It's the merging and the details of the same that's the complicated bit, and the only thing worth talking about in this sub-thread.

You made the assertion that the "the committees designing [wireless communications] protocols don't think [that things screamed on the street corner are public data]". [0] This is simply not true. The folks who designed 802.11 had to make several key-management-complexity/computational-power/ease-of-use tradeoffs.

> ...while a private network can obviously hide its existence to the public completely...

Not if it's a relatively-high-performance radio network operating in a relatively tiny slice of spectrum, [1] it can't.

[0] https://news.ycombinator.com/item?id=10950276

[1] As 802.11b/g/n does




Merging them really only means merging the concepts for a common model of administration. Public and private are two completely different modes, and don't exist simultaneously.

A high-bandwith radio transmitter obviously gives its presence up, but that doesn't mean it needs to identify itself. Of course the FCC likes transmitters to do this, but that too is an anti-feature with respect to public-use spectrum.

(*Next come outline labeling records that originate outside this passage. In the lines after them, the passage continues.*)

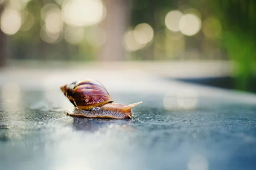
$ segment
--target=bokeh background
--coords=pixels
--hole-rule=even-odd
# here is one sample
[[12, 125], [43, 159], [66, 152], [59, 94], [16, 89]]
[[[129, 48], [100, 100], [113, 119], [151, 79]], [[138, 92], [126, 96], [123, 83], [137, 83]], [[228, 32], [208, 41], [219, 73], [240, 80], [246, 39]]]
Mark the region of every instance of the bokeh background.
[[118, 63], [256, 92], [256, 10], [254, 0], [0, 0], [0, 65]]

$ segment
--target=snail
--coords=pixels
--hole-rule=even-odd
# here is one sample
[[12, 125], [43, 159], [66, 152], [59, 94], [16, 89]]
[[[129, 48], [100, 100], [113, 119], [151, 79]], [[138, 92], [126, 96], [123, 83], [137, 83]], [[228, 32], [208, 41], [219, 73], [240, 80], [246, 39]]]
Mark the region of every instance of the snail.
[[74, 82], [61, 87], [61, 90], [75, 106], [69, 115], [87, 118], [122, 119], [130, 118], [131, 109], [142, 102], [130, 105], [113, 103], [106, 88], [93, 79]]

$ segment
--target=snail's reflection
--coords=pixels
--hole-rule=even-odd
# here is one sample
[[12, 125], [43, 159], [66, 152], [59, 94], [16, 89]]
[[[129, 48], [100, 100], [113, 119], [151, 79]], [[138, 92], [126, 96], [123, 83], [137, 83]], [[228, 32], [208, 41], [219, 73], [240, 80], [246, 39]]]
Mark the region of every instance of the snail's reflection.
[[132, 119], [116, 120], [73, 117], [73, 126], [77, 130], [105, 133], [110, 131], [129, 132], [136, 130], [131, 126]]

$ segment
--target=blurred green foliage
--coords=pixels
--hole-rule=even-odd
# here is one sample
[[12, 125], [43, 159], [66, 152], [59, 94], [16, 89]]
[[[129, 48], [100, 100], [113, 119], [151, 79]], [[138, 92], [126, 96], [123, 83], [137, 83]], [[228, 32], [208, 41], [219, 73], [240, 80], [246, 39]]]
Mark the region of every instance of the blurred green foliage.
[[256, 2], [217, 0], [212, 3], [224, 29], [221, 42], [237, 67], [233, 73], [237, 88], [255, 88], [256, 67]]

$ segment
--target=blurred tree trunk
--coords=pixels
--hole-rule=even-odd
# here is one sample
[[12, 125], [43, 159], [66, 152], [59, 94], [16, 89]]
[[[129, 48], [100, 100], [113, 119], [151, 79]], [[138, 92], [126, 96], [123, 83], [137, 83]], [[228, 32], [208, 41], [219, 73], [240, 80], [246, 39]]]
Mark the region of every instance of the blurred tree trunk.
[[[3, 9], [3, 4], [0, 5], [0, 14]], [[6, 64], [6, 36], [0, 29], [0, 67], [4, 66]]]
[[[106, 40], [100, 49], [98, 59], [118, 61], [125, 58], [123, 37], [128, 23], [130, 8], [128, 1], [105, 0], [107, 15], [101, 24]], [[99, 37], [100, 38], [100, 37]]]

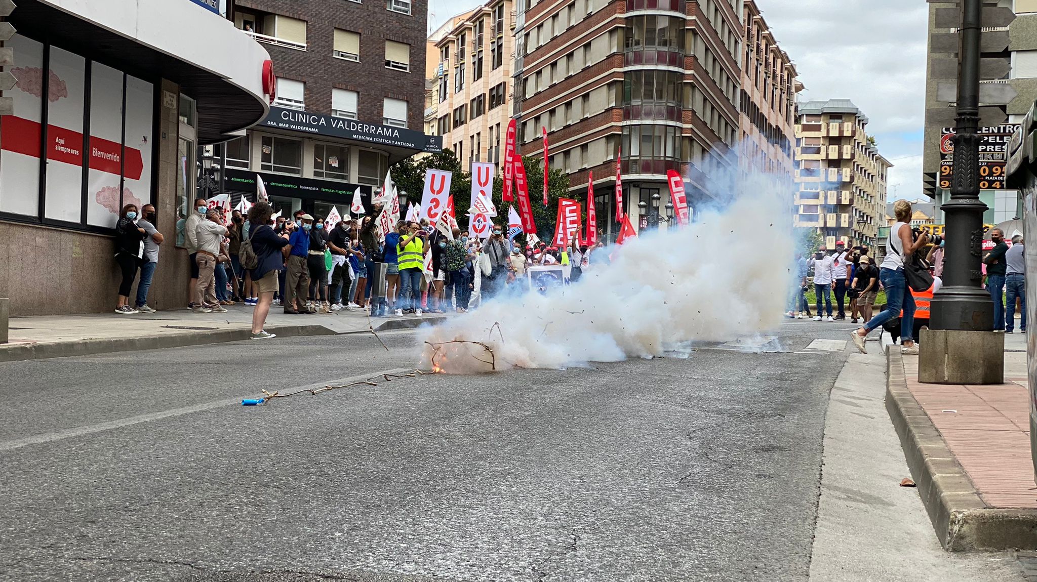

There were obviously tradeoffs involved for 802.11, which is how we got WEP. I'd just be surprised if having a (semi-)fixed MAC address was ever questioned, given that it's the basis for 802.3 and leaking some associated identity is basically a forgone conclusion in today's world of license plates, etc. But with the obvious effects of mechanized tracking and aggregation, it really shouldn't be. So I stand by my assertion that the designers would have benefited from a perspective where being pushed to do the equivalent of continually shouting/showing one's identity is a very bad thing.